• Question: What do you mean by "hunting the snark"?

    Asked by crowntown100 on 15 Jun 2010 in Categories: . This question was also asked by geoff, pinkponyboy, ggizmoamorron, shrimpyking, kw28.
    • Photo: anon

      anon answered on 15 Jun 2010:


      Good pick-up. This is a reference to a nonsense poem by Lewis Carroll (He wrote Alice in wonderland). He liked to play around with words and make up his own words. He was innovative and a little mysterious. people often try and work out whether his poems were nonsense or if there was a deeper meaning.

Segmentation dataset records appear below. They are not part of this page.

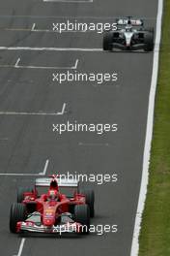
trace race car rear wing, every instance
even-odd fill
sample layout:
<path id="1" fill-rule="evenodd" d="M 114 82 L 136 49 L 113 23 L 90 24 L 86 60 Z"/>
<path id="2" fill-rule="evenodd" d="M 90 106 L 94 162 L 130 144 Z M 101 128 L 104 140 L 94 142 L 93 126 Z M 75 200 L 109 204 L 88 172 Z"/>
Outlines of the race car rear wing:
<path id="1" fill-rule="evenodd" d="M 39 177 L 36 178 L 35 185 L 37 187 L 48 187 L 51 182 L 51 177 Z M 58 186 L 59 187 L 78 187 L 78 180 L 73 178 L 57 178 Z"/>
<path id="2" fill-rule="evenodd" d="M 130 24 L 132 26 L 143 26 L 144 22 L 140 18 L 131 18 L 131 17 L 125 17 L 125 18 L 117 18 L 116 19 L 117 25 L 128 25 Z"/>

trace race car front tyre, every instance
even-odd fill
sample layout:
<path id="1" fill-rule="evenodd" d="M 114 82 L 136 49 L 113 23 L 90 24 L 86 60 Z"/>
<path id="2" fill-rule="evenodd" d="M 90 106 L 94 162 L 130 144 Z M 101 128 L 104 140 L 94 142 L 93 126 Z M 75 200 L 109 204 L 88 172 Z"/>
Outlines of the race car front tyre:
<path id="1" fill-rule="evenodd" d="M 17 189 L 17 203 L 22 203 L 24 200 L 24 193 L 26 192 L 34 192 L 34 186 L 30 187 L 18 187 Z"/>
<path id="2" fill-rule="evenodd" d="M 154 33 L 147 32 L 144 37 L 144 50 L 145 51 L 153 51 L 154 50 Z"/>
<path id="3" fill-rule="evenodd" d="M 102 42 L 103 50 L 112 50 L 112 41 L 113 41 L 113 33 L 105 32 Z"/>
<path id="4" fill-rule="evenodd" d="M 80 189 L 80 194 L 85 195 L 86 204 L 89 206 L 90 208 L 90 216 L 93 218 L 95 216 L 95 193 L 93 189 Z"/>
<path id="5" fill-rule="evenodd" d="M 81 232 L 89 233 L 90 228 L 90 209 L 88 205 L 77 205 L 74 208 L 74 220 L 82 225 Z"/>
<path id="6" fill-rule="evenodd" d="M 26 207 L 22 204 L 14 203 L 10 210 L 10 231 L 16 233 L 16 224 L 18 221 L 26 219 Z"/>

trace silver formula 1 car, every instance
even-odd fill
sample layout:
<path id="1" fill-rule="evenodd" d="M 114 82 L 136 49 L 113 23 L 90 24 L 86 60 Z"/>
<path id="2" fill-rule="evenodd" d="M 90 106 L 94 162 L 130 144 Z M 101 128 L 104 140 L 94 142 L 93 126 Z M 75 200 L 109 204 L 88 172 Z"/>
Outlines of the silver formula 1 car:
<path id="1" fill-rule="evenodd" d="M 142 19 L 128 16 L 116 19 L 116 31 L 104 32 L 103 50 L 154 50 L 154 28 L 145 28 Z"/>

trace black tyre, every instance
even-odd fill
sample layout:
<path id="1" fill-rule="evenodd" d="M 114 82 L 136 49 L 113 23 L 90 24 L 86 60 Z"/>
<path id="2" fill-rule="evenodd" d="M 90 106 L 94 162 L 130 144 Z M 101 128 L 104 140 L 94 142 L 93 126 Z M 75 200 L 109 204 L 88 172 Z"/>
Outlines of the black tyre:
<path id="1" fill-rule="evenodd" d="M 74 220 L 79 222 L 82 227 L 82 233 L 88 234 L 90 228 L 90 209 L 88 205 L 77 205 L 74 208 Z"/>
<path id="2" fill-rule="evenodd" d="M 113 33 L 105 32 L 102 41 L 103 50 L 112 50 Z"/>
<path id="3" fill-rule="evenodd" d="M 34 186 L 18 187 L 17 189 L 17 203 L 22 203 L 25 192 L 34 192 Z"/>
<path id="4" fill-rule="evenodd" d="M 154 33 L 146 32 L 145 33 L 145 51 L 153 51 L 154 50 Z"/>
<path id="5" fill-rule="evenodd" d="M 93 189 L 80 189 L 80 194 L 85 195 L 86 197 L 86 204 L 89 206 L 90 208 L 90 216 L 93 218 L 95 216 L 95 193 Z"/>
<path id="6" fill-rule="evenodd" d="M 16 233 L 16 223 L 26 219 L 26 207 L 22 204 L 14 203 L 10 211 L 10 231 Z"/>
<path id="7" fill-rule="evenodd" d="M 154 34 L 154 27 L 146 27 L 145 31 L 148 31 Z"/>

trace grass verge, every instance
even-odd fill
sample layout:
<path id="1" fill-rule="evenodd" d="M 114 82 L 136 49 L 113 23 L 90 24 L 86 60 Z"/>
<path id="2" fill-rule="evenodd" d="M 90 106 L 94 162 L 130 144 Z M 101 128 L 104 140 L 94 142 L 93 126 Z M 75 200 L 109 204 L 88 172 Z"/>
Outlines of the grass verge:
<path id="1" fill-rule="evenodd" d="M 164 0 L 150 179 L 140 256 L 170 256 L 170 0 Z"/>

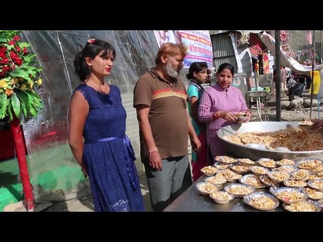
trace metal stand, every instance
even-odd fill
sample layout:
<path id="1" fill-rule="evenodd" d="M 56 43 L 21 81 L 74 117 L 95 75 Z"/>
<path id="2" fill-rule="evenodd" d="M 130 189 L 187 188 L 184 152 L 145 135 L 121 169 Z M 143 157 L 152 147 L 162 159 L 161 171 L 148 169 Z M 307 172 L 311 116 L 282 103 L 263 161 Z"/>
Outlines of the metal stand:
<path id="1" fill-rule="evenodd" d="M 268 106 L 267 105 L 267 99 L 265 90 L 263 91 L 250 91 L 247 92 L 248 94 L 248 101 L 250 103 L 251 98 L 256 99 L 256 104 L 257 106 L 257 116 L 256 120 L 261 122 L 268 121 L 269 116 L 268 114 Z M 250 105 L 249 105 L 250 107 Z M 262 111 L 263 110 L 263 111 Z M 261 112 L 263 112 L 263 117 Z M 251 118 L 252 117 L 251 116 Z"/>

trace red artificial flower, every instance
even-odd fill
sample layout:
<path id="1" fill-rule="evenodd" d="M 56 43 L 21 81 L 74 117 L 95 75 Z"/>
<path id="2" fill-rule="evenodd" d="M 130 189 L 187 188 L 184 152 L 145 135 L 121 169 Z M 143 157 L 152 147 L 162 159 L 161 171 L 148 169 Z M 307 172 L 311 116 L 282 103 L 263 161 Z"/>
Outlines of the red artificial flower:
<path id="1" fill-rule="evenodd" d="M 19 38 L 19 36 L 18 36 L 18 35 L 16 35 L 15 37 L 14 37 L 13 39 L 14 40 L 16 40 L 16 41 L 19 41 L 19 40 L 20 40 L 20 38 Z"/>
<path id="2" fill-rule="evenodd" d="M 0 60 L 0 64 L 7 64 L 9 63 L 9 60 L 8 58 L 4 58 Z"/>
<path id="3" fill-rule="evenodd" d="M 14 51 L 10 51 L 10 53 L 9 53 L 9 54 L 10 55 L 10 57 L 13 60 L 18 57 L 17 54 L 16 54 L 16 53 L 15 53 Z"/>
<path id="4" fill-rule="evenodd" d="M 2 68 L 2 70 L 4 72 L 8 72 L 9 71 L 10 71 L 10 68 L 9 67 L 3 67 Z"/>
<path id="5" fill-rule="evenodd" d="M 22 64 L 22 60 L 19 57 L 17 57 L 15 59 L 14 59 L 14 62 L 16 63 L 17 65 L 21 66 L 21 64 Z"/>

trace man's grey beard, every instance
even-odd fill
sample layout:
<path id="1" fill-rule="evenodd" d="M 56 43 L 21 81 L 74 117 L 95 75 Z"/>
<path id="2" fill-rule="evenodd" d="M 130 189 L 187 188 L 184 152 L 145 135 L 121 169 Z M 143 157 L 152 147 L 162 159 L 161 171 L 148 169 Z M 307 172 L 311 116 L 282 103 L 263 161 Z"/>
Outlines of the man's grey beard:
<path id="1" fill-rule="evenodd" d="M 170 77 L 174 78 L 177 78 L 179 75 L 179 72 L 177 72 L 177 70 L 172 67 L 172 64 L 170 62 L 167 62 L 166 67 L 165 67 L 166 72 Z"/>

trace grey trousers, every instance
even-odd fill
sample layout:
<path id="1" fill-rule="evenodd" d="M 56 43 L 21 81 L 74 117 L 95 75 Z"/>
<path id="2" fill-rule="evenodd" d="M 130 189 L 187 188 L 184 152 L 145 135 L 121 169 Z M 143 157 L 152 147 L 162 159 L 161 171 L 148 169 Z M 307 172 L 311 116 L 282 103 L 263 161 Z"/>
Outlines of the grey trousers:
<path id="1" fill-rule="evenodd" d="M 143 159 L 154 211 L 162 211 L 192 185 L 187 155 L 162 160 L 162 170 L 151 167 L 147 158 Z"/>

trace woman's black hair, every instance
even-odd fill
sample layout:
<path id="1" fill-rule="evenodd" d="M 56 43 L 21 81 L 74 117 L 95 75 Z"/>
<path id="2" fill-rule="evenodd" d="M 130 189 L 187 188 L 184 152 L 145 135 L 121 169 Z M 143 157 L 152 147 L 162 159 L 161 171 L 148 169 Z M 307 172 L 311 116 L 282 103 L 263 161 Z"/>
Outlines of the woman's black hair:
<path id="1" fill-rule="evenodd" d="M 193 62 L 190 66 L 190 69 L 189 69 L 189 73 L 186 74 L 186 77 L 188 79 L 193 79 L 194 75 L 193 75 L 194 72 L 199 73 L 204 68 L 207 68 L 207 63 L 206 62 Z"/>
<path id="2" fill-rule="evenodd" d="M 231 64 L 229 64 L 229 63 L 223 63 L 223 64 L 221 64 L 220 66 L 219 67 L 217 73 L 220 73 L 225 69 L 228 69 L 231 73 L 231 74 L 232 74 L 232 76 L 233 76 L 233 74 L 234 73 L 234 68 Z"/>
<path id="3" fill-rule="evenodd" d="M 302 82 L 305 82 L 305 78 L 304 77 L 302 76 L 300 76 L 299 77 L 298 77 L 298 82 L 299 83 L 302 83 Z"/>
<path id="4" fill-rule="evenodd" d="M 74 69 L 81 81 L 84 81 L 91 74 L 91 68 L 86 64 L 85 58 L 88 57 L 94 59 L 102 50 L 100 56 L 107 56 L 112 52 L 114 59 L 116 58 L 116 50 L 112 44 L 95 39 L 89 39 L 84 48 L 76 54 L 74 58 Z"/>

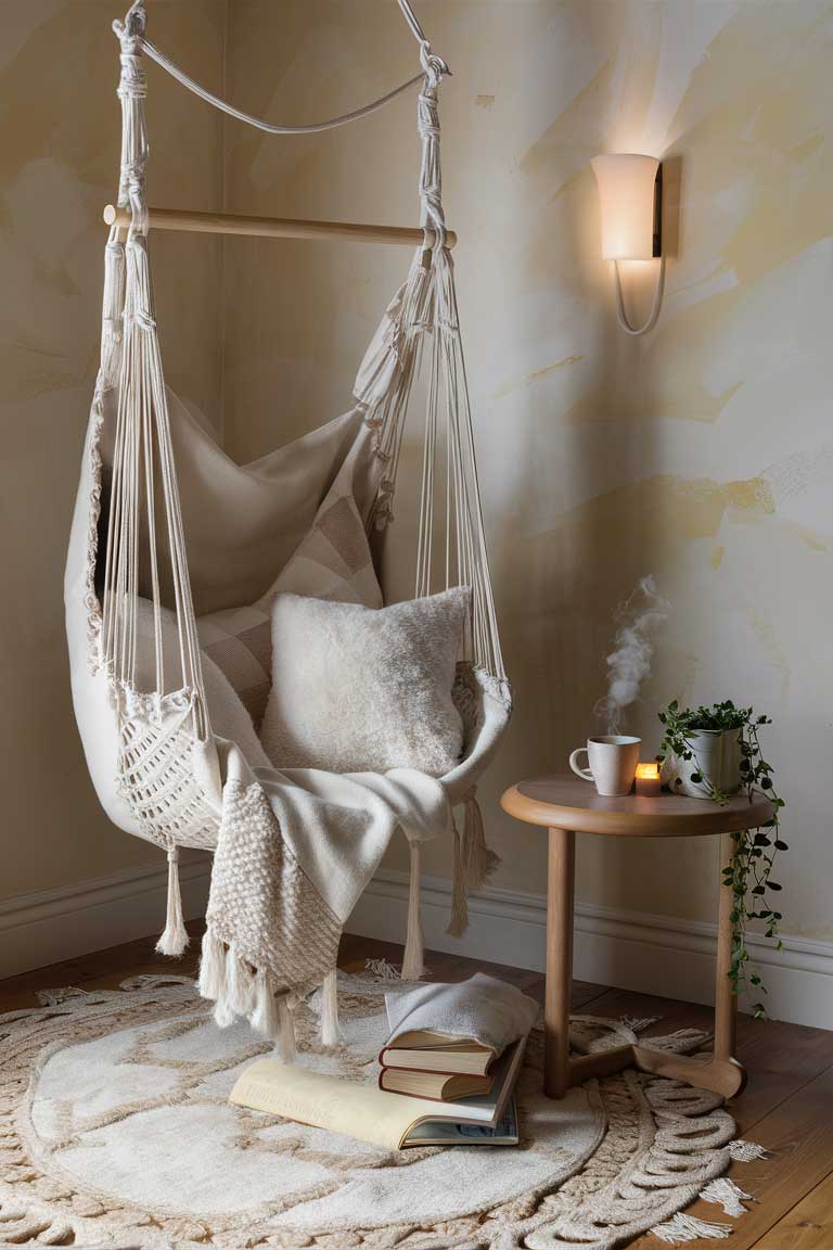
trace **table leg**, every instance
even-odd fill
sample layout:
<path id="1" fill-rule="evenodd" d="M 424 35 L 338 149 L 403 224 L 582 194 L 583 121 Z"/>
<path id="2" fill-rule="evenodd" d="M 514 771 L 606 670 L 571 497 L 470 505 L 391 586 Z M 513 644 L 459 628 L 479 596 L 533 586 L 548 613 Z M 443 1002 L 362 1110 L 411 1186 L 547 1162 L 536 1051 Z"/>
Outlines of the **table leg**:
<path id="1" fill-rule="evenodd" d="M 714 1059 L 731 1061 L 738 1021 L 738 998 L 732 992 L 729 969 L 732 968 L 732 888 L 723 882 L 723 869 L 734 858 L 736 841 L 732 834 L 721 834 L 721 909 L 717 921 L 717 972 L 714 984 Z"/>
<path id="2" fill-rule="evenodd" d="M 547 985 L 543 1009 L 543 1089 L 563 1098 L 569 1086 L 569 1000 L 573 981 L 576 835 L 550 830 L 547 872 Z"/>

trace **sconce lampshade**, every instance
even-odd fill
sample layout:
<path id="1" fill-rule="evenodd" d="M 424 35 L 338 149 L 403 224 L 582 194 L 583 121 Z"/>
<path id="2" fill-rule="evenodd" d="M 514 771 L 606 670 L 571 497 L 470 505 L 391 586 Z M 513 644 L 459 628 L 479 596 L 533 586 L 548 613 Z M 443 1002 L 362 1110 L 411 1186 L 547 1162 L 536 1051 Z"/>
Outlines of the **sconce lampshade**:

      In ‘The Hunting of the Snark’ some of the characters are: the baker, the boots, the beaver and the bellman. Do you notice that all of their initials are t.b. TB is an awful lung disease that’s still killing many people in Africa (and is increasing again here). In Lewis Carroll’s day it was a very common way to die. ‘The Snark’ is a beast that these characters are hunting. It’s supposed to be a pretty tame fellow. Unfortunately sometimes when you think you’ve found a snark it turns out to be ‘ a boojum’. A boojum is a much more evil beast. When you meet a boojum ‘you will softly and suddenly vanish away, and never be met with again’. Some people think that the boojum was TB and that’s why there’s all the subtle references to it in the poem.

      I like this poem for its siliness and mystery and I felt ‘hunting the snark’ was a silly and mysterious way to answer the question. pretty sad huh?